End of Semester Blues

Full of anticipation for Spring Break, I enter what I fantasize will be the last leg of the grading relay only to notice myself idly surfing the web about an hour after confirming an act of plagiarism in the first student’s paper. We are both only human.

Having shifted directions psychologically, I am now running into the wind, instead of experiencing the tailwind I’d hoped for. Must soldier on. Why does it seem to take so much out of me every time this happens? Why do I persist in the notion that kids educated in Vegas get ethics lessons along with their Three Rs? This kid from the Bronx didn’t.

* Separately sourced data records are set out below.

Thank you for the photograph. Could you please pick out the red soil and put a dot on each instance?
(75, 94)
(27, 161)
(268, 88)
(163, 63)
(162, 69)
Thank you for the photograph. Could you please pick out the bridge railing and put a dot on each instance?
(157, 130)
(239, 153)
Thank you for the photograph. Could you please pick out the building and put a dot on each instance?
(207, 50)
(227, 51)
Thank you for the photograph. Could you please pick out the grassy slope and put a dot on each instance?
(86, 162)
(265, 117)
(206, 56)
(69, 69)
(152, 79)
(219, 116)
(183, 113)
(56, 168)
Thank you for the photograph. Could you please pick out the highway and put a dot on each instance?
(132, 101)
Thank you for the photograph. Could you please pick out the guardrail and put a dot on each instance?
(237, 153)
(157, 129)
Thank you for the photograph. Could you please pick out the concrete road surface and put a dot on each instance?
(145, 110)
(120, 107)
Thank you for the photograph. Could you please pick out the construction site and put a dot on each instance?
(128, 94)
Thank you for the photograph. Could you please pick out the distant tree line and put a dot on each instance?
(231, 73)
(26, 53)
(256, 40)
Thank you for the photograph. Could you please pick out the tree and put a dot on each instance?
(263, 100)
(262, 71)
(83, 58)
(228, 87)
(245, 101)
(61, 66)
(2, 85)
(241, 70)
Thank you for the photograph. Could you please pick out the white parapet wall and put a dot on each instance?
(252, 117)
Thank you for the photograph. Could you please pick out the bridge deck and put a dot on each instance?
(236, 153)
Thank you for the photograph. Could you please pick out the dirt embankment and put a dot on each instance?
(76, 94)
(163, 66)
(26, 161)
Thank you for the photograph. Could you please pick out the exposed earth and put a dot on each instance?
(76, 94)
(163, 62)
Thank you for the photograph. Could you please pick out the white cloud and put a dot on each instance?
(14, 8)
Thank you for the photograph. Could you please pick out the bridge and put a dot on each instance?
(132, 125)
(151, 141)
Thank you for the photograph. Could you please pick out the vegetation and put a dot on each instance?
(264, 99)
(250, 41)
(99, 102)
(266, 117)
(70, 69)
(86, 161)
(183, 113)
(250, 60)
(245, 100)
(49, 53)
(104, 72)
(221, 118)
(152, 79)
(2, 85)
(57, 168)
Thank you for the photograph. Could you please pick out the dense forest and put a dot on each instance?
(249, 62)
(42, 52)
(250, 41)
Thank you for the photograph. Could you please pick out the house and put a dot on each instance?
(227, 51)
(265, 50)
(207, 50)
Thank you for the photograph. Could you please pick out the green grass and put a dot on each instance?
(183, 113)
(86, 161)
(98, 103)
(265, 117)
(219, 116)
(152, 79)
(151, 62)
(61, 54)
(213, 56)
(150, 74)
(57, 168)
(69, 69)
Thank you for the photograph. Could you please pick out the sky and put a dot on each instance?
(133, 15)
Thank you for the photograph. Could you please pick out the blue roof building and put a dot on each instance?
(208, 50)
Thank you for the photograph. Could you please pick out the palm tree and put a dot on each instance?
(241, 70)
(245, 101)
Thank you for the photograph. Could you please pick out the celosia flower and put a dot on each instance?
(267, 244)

Why do I continue to believe that what is written in the syllabus, is not only read and understood, but translates the very same semester into actionable knowledge? What will it take for me to allow patience to have her perfect work and appreciate in theory and in practice the great wisdom popularized by Mark Twain but earliest attributed to the timeless Sufi teacher Mulla Idris Nasrudin:

Good judgment comes from experience. Experience comes from bad judgment.

While I recover, I jot notes for the first lecture in the Preparatory Composition class that begins after break, new swimming metaphor and all. I write this blog entry in lieu of feeding the hunger that is only 30% emotional, reactive. I call my husband who today is just around the corner, wondering if he’s up for lunch, beautiful day that it is, despite the internal and dispersing clouds.